The Landmark Wits Study: 20-Year Retrospective Analysis
A new preprint from Wits researchers Naseem Cassim, Wendy Stevens, Deborah Glencross, and Lindi-Marie Coetzee quantifies PLG/CD4's impact. Using NHLS Corporate Data Warehouse records and historical tariffs, they compared PLG costs against the 4-color reference method (CYTOSTAT Tetrachrome).
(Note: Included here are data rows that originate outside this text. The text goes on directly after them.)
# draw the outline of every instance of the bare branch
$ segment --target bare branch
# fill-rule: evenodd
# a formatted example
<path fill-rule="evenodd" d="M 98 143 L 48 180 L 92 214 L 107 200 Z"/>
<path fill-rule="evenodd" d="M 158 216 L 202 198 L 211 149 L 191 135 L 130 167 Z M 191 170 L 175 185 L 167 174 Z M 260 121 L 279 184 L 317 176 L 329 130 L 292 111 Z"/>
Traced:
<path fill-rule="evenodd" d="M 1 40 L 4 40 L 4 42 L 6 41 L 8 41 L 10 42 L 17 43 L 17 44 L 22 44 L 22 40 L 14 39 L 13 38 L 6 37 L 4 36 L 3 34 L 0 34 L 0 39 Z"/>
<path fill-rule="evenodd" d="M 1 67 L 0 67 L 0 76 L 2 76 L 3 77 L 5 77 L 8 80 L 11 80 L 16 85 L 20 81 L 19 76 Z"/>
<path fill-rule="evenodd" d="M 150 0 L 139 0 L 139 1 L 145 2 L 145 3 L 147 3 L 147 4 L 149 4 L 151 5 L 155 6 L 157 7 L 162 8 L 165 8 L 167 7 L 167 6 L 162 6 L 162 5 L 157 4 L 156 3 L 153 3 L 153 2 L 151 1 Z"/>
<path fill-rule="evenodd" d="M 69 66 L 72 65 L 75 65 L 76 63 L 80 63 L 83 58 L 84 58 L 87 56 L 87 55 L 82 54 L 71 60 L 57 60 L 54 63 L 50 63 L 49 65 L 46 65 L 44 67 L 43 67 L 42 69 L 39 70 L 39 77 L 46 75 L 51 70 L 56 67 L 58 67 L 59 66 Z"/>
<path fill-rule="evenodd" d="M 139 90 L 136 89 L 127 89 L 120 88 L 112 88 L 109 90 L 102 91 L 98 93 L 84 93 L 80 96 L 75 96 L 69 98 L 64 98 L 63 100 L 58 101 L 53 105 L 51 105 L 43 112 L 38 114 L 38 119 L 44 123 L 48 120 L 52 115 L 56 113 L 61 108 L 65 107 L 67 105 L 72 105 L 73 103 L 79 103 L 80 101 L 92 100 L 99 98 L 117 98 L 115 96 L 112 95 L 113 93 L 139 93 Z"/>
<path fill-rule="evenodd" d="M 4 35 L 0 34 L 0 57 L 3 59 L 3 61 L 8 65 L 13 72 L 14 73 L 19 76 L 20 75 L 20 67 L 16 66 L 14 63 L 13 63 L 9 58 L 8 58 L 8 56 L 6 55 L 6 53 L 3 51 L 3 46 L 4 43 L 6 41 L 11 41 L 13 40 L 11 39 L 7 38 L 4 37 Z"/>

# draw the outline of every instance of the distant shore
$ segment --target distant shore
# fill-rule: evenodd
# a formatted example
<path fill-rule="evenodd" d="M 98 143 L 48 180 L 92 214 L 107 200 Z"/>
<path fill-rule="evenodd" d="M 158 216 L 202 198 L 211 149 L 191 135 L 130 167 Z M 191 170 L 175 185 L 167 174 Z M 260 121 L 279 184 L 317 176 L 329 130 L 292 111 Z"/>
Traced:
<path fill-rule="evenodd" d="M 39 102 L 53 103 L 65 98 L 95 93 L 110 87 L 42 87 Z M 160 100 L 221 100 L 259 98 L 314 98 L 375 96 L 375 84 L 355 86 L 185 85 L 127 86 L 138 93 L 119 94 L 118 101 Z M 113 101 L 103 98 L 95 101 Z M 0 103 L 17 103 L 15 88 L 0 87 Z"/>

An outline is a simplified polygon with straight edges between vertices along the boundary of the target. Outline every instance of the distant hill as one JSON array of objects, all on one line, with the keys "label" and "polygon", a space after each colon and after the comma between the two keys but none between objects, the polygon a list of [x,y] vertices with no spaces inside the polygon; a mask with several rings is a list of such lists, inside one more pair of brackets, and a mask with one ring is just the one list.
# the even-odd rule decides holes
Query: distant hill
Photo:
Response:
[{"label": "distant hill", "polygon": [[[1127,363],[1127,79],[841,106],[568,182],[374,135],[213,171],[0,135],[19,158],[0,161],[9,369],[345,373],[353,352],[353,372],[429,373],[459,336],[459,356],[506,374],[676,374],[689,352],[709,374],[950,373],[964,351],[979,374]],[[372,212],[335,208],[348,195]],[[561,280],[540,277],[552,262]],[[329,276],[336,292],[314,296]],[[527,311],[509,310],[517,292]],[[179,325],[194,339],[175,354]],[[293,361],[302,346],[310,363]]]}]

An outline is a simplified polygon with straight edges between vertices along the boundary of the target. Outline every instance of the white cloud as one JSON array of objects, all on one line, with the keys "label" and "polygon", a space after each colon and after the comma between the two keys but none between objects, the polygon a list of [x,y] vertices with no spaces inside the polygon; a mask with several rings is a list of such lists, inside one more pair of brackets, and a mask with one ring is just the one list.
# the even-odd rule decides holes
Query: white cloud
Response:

Ethical clearance from Wits (M220163), analysis via Excel: 50,745,848 tests (2004-2024). PLG per-test cost: $4.06-$9.40 USD vs. $13.06-$28.21 for reference. Cumulative savings: $626,778,870 USD (over R7 billion ZAR).
Quantified Savings: $626 Million and Efficiency Gains
Annual savings peaked at $64.6 million in 2011, persisting despite ZAR devaluation (exchange rate doubled). PLG state price rose 38% (R57-R79), reference 43% (R178-R255)—PLG remained ~60% cheaper.
- Financial: Freed funds for ART drugs, viral load testing, preventing ~380,000 annual deaths projected pre-scale-up.
- Operational: No cytometer purchases; maintenance via reagent deals. 4x throughput per technician.
- Equity: Decentralized access for rural/underserved, boosting 95-95-95 targets.
Though prompt mentions 600,000 tests, study emphasizes USD; volumes imply vast avoided costs/tests via efficiency.
Life-Saving Impact Amid SA's HIV Epidemic
SA's ~8M PLHIV require lifelong monitoring; PLG/CD4 was pivotal in ART rollout, from 2004's crisis to today's 6.2M on treatment. Low CD4 (<200/μL) signals advanced disease; PLG enabled timely intervention, reflex CrAg screening (CD4<100), averting cryptococcal deaths.
Wits/NHLS quality programs ensured precision, supporting differentiated care. In test-and-treat era, CD4 retains role for advanced HIV disease screening.
PLG vs. Traditional Methods: Why It Wins
| Aspect | Traditional (Lymph Gating) | PLG/CD4 |
|---|---|---|
| Reagents | 4-6 (beads, lysing) | 2 (CD45/CD4) |
| Cost/Test | $13-28 | $4-9 |
| Expertise | High | Moderate |
| Throughput | Low | High (4x) |
| Error Risk | Dual-platform variance | Single-platform accurate |
PLG's validation across NHLS labs confirmed equivalence, with superior precision in proficiency testing.
Voices from Wits: Researchers Reflect
Lead author Naseem Cassim highlights: "PLG/CD4 exemplifies context-specific innovation, strengthening SA's HIV response." Prof. Glencross, inventor, notes its endurance: "Stood the test of time, licensed globally." Co-author Wendy Stevens emphasizes scalability for LMICs.
Rate professors like those at Wits shaping global health.Navigating Test-and-Treat: CD4's Enduring Relevance
Universal test-and-treat shifted focus to viral load, but WHO recommends CD4 for advanced disease (CD4<200). PLG supports this, plus cryptococcal/TB screening. Savings enable VL expansion.
Global Model: Lessons for LMICs
PLG's success—affordable, robust—offers blueprint for Africa/Asia. Wits/NHLS model: university-NHLS partnership drives innovation.Read the full study
Photo by National Cancer Institute on Unsplash
Wits' Enduring Legacy in HIV Innovation
Wits DIH continues advancing diagnostics; PLG lab (SANAS-accredited, ISO 15189) trains globally. Explore SA university jobs or higher ed roles in pathology/research. For faculty positions, check Wits-style opportunities.
This innovation underscores universities' role in public health triumphs amid crises.